Die Presse: Es scheint, als ob Russlands Probleme mit dem EU-Energiesektor nur noch zunehmen anstatt gelöst zu werden...

Alexandr Nowak: Die Liste der ungelösten Fragen besteht tatsächlich schon seit zwei Jahren. Die Beziehungen mit Europa hinsichtlich des Energiedialogs befinden sich in einer Krise.

Gazprom steigt beim deutschen Versorger VNG aus. Ein Aktivatausch mit Wintershall ist geplatzt. South Stream auch. Geht Gazprom zunehmend aus Europa raus?

Die Einzelereignisse müssen nicht unbedingt miteinander zu tun haben. Stellenweise gehen wir raus, stellenweise rein. Gazprom hat viele Tochtergesellschaften in Europa. Ihre Schlüsse sind voreilig.

Sie scheinen künstlich zu beruhigen. Gazprom-Chef Miller sagt, das jahrzehntealte Modell der gegenseitigen Abhängigkeit gehe zu Ende. Das neue Modell der vielschichtigen Diversifizierung sei aber weniger zuverlässig.

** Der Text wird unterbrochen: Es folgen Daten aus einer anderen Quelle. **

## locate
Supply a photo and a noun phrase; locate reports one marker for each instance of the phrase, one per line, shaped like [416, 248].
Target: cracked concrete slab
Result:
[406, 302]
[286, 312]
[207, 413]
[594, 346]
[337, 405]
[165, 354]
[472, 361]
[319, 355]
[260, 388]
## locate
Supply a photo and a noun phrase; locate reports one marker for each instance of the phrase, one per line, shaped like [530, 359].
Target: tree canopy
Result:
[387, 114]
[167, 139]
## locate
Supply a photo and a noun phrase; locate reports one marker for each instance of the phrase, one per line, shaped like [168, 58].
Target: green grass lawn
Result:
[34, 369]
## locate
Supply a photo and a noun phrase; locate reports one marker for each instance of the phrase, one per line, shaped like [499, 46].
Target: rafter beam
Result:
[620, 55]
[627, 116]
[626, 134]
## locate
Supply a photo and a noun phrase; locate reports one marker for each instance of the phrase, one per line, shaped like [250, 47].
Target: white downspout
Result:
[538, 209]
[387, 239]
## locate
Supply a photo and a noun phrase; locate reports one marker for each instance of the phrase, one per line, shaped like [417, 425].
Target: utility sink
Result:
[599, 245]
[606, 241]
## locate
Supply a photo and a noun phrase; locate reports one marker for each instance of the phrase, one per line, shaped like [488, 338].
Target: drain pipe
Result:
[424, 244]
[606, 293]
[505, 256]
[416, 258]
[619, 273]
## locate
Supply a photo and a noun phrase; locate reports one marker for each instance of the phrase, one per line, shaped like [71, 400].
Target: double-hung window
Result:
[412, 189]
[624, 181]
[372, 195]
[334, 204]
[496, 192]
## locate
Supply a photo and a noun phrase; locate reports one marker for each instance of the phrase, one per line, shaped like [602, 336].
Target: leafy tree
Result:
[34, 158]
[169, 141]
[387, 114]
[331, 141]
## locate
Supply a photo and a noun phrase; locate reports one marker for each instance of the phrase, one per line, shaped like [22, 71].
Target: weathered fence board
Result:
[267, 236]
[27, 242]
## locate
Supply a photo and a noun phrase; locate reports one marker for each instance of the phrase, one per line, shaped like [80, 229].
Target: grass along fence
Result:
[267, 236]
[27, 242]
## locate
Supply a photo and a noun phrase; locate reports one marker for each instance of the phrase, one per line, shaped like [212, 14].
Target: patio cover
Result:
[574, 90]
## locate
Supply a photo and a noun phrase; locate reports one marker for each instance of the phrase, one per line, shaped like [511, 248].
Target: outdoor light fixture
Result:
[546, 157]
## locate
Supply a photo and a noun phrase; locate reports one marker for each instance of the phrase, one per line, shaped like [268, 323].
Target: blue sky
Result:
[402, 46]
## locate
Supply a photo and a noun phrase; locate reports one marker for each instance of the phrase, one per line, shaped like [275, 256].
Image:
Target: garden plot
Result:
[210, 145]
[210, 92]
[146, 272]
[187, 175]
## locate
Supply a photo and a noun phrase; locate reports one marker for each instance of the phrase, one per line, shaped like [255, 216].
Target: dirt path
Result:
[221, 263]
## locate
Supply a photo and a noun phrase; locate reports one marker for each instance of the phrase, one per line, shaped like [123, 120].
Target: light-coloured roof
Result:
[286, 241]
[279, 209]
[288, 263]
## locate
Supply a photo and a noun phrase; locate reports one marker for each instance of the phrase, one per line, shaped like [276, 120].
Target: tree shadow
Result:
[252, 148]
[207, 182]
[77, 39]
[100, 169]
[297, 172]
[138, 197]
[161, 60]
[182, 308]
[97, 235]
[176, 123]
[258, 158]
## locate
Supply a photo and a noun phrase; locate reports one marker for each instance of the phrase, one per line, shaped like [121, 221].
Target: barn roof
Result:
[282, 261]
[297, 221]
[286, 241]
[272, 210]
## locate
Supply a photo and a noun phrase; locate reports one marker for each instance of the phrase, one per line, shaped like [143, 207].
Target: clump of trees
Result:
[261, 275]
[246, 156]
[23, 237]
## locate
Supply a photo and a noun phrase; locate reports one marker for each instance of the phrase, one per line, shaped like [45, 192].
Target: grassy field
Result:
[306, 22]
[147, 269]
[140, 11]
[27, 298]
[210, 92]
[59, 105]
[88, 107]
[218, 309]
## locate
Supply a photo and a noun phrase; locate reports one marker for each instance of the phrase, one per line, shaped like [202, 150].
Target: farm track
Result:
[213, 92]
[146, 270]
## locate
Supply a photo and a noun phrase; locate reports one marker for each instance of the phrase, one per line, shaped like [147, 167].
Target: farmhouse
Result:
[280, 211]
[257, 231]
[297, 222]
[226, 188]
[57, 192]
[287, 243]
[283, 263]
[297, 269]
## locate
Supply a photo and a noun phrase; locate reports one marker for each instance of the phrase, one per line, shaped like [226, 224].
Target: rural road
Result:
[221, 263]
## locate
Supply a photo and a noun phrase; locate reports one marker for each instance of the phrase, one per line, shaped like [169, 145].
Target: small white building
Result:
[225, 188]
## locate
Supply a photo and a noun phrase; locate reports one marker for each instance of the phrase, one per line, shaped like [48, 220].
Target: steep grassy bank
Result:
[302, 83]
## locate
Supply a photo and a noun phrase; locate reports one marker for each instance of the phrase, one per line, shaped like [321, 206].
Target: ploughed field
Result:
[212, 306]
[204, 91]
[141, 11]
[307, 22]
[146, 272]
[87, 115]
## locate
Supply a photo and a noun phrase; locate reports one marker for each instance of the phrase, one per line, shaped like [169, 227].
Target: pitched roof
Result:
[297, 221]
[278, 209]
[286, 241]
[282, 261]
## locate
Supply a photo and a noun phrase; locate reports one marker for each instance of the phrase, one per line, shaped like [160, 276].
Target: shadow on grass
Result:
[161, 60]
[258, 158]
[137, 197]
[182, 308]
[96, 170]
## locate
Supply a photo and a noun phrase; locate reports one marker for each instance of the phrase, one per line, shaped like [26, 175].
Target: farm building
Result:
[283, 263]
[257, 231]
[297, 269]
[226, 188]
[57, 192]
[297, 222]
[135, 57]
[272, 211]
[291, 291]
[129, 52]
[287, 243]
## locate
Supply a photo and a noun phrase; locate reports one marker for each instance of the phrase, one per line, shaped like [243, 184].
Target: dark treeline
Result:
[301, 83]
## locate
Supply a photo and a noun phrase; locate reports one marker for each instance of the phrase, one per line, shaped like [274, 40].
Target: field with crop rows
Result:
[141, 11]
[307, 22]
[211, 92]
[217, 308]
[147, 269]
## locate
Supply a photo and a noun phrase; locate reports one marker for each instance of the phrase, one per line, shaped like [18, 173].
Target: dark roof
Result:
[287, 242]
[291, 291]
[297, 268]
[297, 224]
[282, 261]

Stimmen Sie zu?

Ja. Europas Energiepolitik zielt auf Änderung der Regeln, die effizient funktionierten. Aber die neuen Regeln schreiben die Mechanismen der Kooperation nicht genau vor. Heute setzt man auf das vorhandene Flüssiggas (LNG) und nicht auf Langfristverträge. Aber was tun, wenn es morgen kein LNG gibt? Außerdem: Um große Mengen Gas zu liefern, muss man Förderkapazitäten entwickeln. Dafür braucht es aber Abnahmesicherheit.

Warum soll Diversifikation schlecht sein? Auch Gazprom reduzierte Abhängigkeiten, indem es etwa Nord Stream baute.

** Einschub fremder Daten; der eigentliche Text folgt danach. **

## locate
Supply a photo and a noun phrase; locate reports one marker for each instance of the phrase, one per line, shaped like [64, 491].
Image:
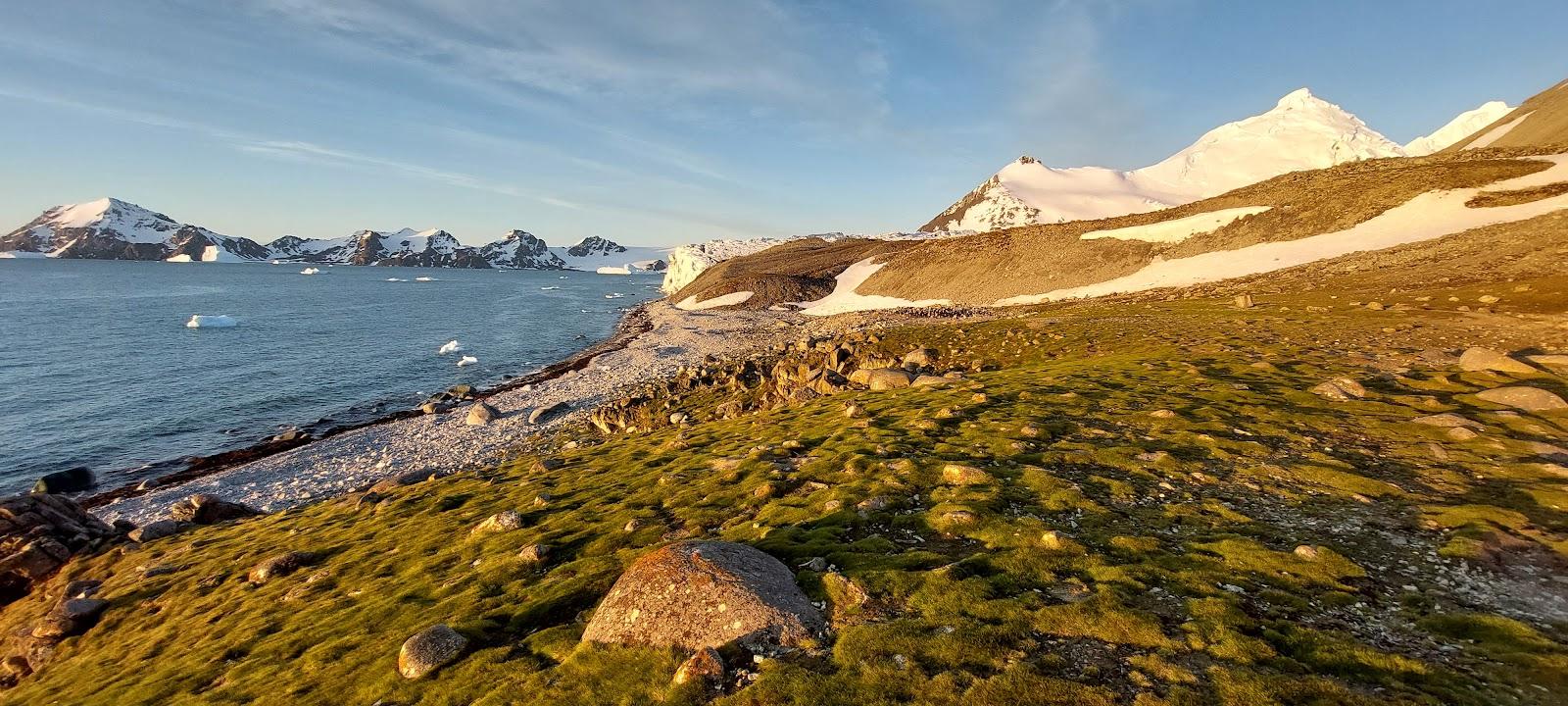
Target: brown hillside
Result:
[1546, 123]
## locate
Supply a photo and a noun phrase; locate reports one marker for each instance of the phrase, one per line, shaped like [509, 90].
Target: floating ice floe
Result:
[220, 321]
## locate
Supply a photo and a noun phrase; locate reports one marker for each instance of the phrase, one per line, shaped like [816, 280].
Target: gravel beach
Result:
[443, 443]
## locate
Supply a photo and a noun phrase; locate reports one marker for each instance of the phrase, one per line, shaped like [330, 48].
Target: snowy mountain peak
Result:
[1460, 127]
[1300, 132]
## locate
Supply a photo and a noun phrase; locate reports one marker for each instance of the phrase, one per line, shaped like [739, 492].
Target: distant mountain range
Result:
[1300, 132]
[114, 229]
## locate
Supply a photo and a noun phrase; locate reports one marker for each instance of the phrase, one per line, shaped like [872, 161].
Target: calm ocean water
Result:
[98, 368]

Das Problem ist: Das neue dritte EU-Energiepaket, das Förderunternehmen wie Gazprom untersagt, gleichzeitig exklusiver Pipeline-Betreiber zu sein, funktioniert nur auf dem EU-Binnenmarkt, wo ein Binnenprodukt dem Wettbewerb unterworfen werden muss. Aber will man ein Produkt aus dem Ausland erhalten, können diese Regeln nicht funktionieren. Daher wurde noch keine einzige Pipeline nach diesen Regeln gebaut. Privatinvestoren bauen keine Pipeline ohne Garantien. Also kann man entweder nur mit EU-Geldern bauen, oder man muss für einzelne Pipelines Ausnahmen aus dem dritten Energiepaket gewähren. South Stream wurde das verwehrt. Also bauen wir nun eine Pipeline in die Türkei. Von dort muss die EU die Weiterleitung selbst organisieren.

Miller sprach dieser Tage von einer Lieferpause. Meinte er, dass wenn die EU Turkish Stream nicht akzeptiert und der Transitvertrag mit der Ukraine 2019 ausläuft, die EU kein Gas mehr bekommt?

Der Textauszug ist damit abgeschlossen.